What Copernicus had done for astronomy, Charles Darwin did for biology. After Darwin humans would no longer be set apart from the animal kingdom. Henceforth, they would be only one of its many inhabitants, buffeted by the same laws of mutation and natural selection as the ape and every other living creature. Anthropocentrism in biology was finished.
It is now time--long past time--for a Copernican/Darwinian revolution in economics in which humans cease to be seen as the privileged species, homo economicus--at the center of everything and exempt from the limits of the biosphere. Instead, humans need to be placed within the same systems that nourish every plant and animal on Earth. In this case, however, there is a twist. Far from having to realize how insignificant and unexceptional we are, we must come to understand that we have evolved into a different species which William Catton Jr. has dubbed "homo colossus," a man-tool hybrid capable of destroying the very habitat that sustains us and so many other creatures.
The simple fact is that the economy cannot become bigger than the biosphere. (There are, of course, some believers in Star Trek-style fantasies who envision us exploiting and living on other planets. To such people may I suggest that they get started on this project right away since we are running out of time to turn things around here on Earth.) Humans already consume at least 40 percent of the photosynthetic product of the Earth each year and, that's an estimate from 1986 when the population was 5.5 billion. Now it is 6.5 billion. And it's projected to be close to 9 billion by 2050. Could we increase our share of the world's photosynthetic product to 60 percent as the 2050 projection implies and still survive? Would we wipe out species upon whom we depend, but of which we currently know nothing? Even if we could transition away from finite fossil fuels, would finding a theoretical, but as yet unknown, unlimited and pollutionless energy source really solve our problems? Or would it simply cause us to bump up against other limits?

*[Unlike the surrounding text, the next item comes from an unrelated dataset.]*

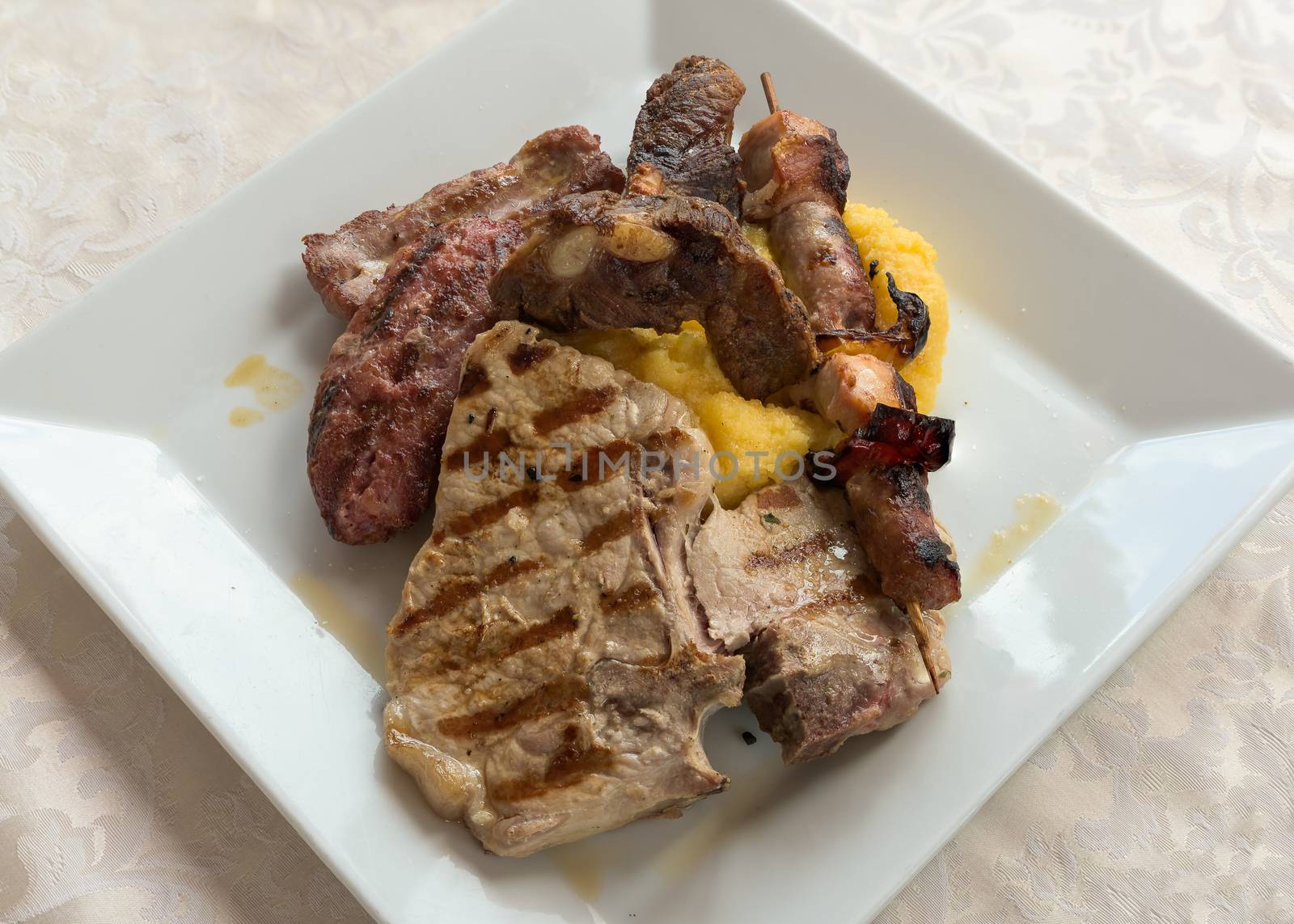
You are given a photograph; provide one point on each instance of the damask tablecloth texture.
(1168, 797)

When you undergo the Copernican/Darwinian revolution in economics, you cannot avoid such questions. The physical world and its limits must be accounted for. To that end some researchers are proposing a comprehensive biophysical economics. One outline of an approach to such a problem can be found in an article entitled "The Need to Reintegrate the Natural Sciences with Economics."

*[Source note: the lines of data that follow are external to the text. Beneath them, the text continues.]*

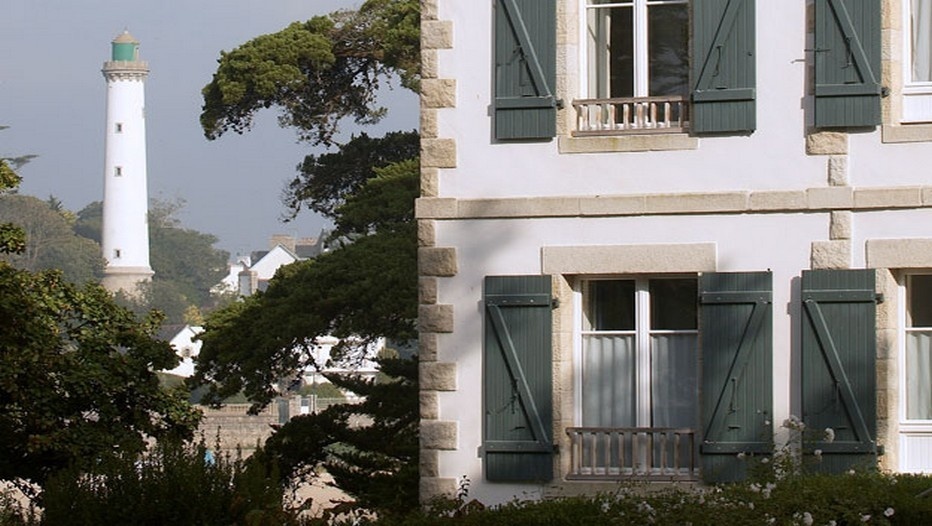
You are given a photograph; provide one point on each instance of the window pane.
(919, 375)
(673, 304)
(611, 51)
(920, 13)
(609, 381)
(920, 301)
(668, 49)
(611, 305)
(674, 380)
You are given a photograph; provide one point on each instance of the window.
(915, 427)
(637, 48)
(639, 373)
(637, 65)
(918, 370)
(917, 88)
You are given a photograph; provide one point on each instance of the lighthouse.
(125, 233)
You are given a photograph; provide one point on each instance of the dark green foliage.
(317, 72)
(326, 180)
(173, 484)
(862, 498)
(185, 262)
(377, 463)
(76, 377)
(90, 221)
(12, 237)
(50, 242)
(366, 289)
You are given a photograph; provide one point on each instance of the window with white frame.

The field of study now known as ecological economics has been working on the problem in a piecemeal fashion for a long time. But even though a comprehensive biophysical economics may never be possible--since it would require understanding everything about the natural world--we must attempt the feat for two reasons: 1) to expose the dire peril in which neoclassical economics has placed us and 2) to suggest ways to build an economy that can operate indefinitely on the Earth and not one that only functions until it destroys the Earth's capacity to sustain us.
The French writer François-René de Chateaubriand is reputed to have said, "Forests precede civilizations and deserts follow them." It is to this problem that economists must now turn themselves.